Hukum Nikah Mut’ah (1)

Oleh: Hafidz Muftisany

Penikahan adalah akad yang sangat agung. Ia disebut mitsaqan ghaliza karena dampak dari akad yang tak lebih dari satu menit itu amat luas.

Ucapan akad pernikahan mengantarkan tanggung jawab yang dipikul seorang wali kepada seorang laki-laki yang menjadi suami. Akad pernikahan juga membuat yang haram menjadi halal, yang dosa menjadi pahala. Akad nikah juga melahirkan garis nasab di mana hak waris melekat padanya.

Pernikahan adalah kebaikan yang bertambah bernama berkah. Di dalamnya mencakup keberkahan dalam masa senang, keberkahan dalam masa sulit. Jadi, tak sekadar berburu kesenangan semata. Salah satu adat yang mirip dengan pernikahan namun secara esensi berbeda adalah nikah mut’ah.

Nikah mut’ah atau kawin kontrak agaknya tak asing didengar masyarakat saat ini. Hubungan laki-laki dan perempuan yang diikat dalam perjan ji an masa tertentu. Di dalamnya tidak ada pengakuan anak, terlebih waris.

Beberapa disebutkan wanita dalam nikah mut’ah tidak wajib untuk diberi nafkah. Bagaimana para ulama Indonesia memandang nikah mut’ah ini?

Majelis Ulama Indonesia (MUI) pernah mengeluarkan dua kali fatwa tentang nikah model ini. Pertama, menyoroti tentang nikah mut’ah dan nikah wisata yang tak jauh dari praktik nikah mut’ah.

Dalam sejarah Islam, praktik nikah mut’ah pernah diperbolehkan. Seperti pendapat Imam Nawawi dalam syarah Shahih Muslim. Menurut Imam Nawawi, yang benar dalam masalah nikah mut’ah adalah pernah diperbolehkan kemudian diharamkan dua kali.

Diperbolehkan sebelum perang Khaibar, kemudian diharamkan saat perang Khaibar. Pernah diperbolehkan selama tiga hari ketika Fathu Makkah tepatnya pada perang Authas kemudian setelah itu diharamkan selamanya sampai hari kiamat.

MUI menukil beberapa dalilnya dari hadis riwayat Muslim.

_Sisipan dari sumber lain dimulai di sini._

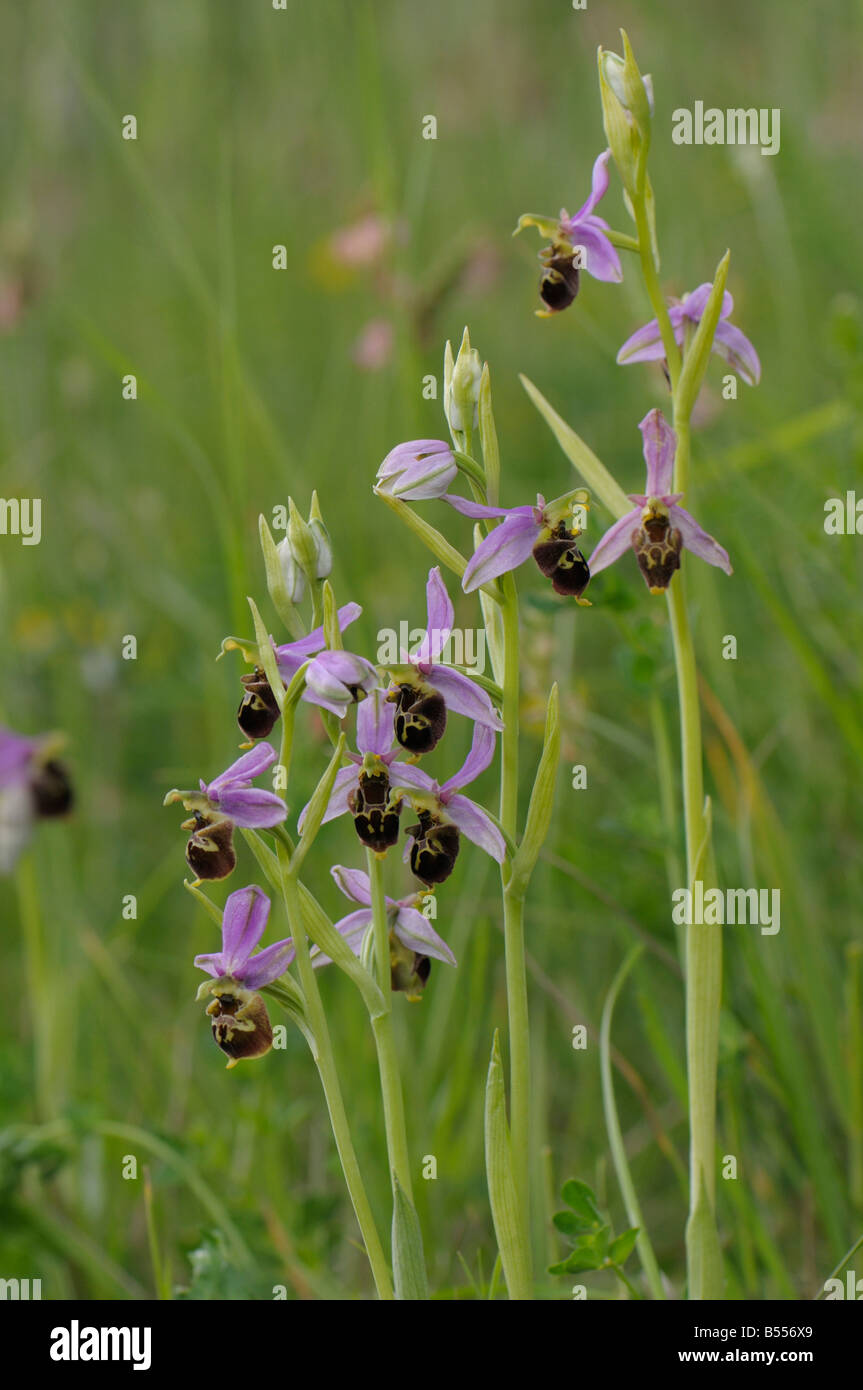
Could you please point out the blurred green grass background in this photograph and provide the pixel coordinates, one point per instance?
(260, 128)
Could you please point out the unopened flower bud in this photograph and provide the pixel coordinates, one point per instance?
(323, 544)
(463, 394)
(417, 470)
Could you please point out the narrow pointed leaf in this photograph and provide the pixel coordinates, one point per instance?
(582, 459)
(502, 1182)
(542, 799)
(409, 1275)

Dari Rabi’ bin Sabrah al-Juhani dari ayahnya ia berkata, “Saya hendak menghadap Rasulullah SAW, namun beliau sedang berdiri antara rukun yamani dan maqam Ibrahim dengan menyandarkan punggungnya ke Ka’bah seraya bersabda, ‘Wahai sekalian manusia, sesungguhnya aku memerintahkan kalian untuk istimta’ daripada perempuan.”

‘Ketahuilah, sesungguhnya Allah SWT telah mengharamkan atas kalian hingga hari kiamat. Barang siapa yang masih memiliki perempuan tersebut hendaknya melepaskannya. Jangan ambil sesuatu pun dari apa yang telah kalian bayarkan kepada mereka’.”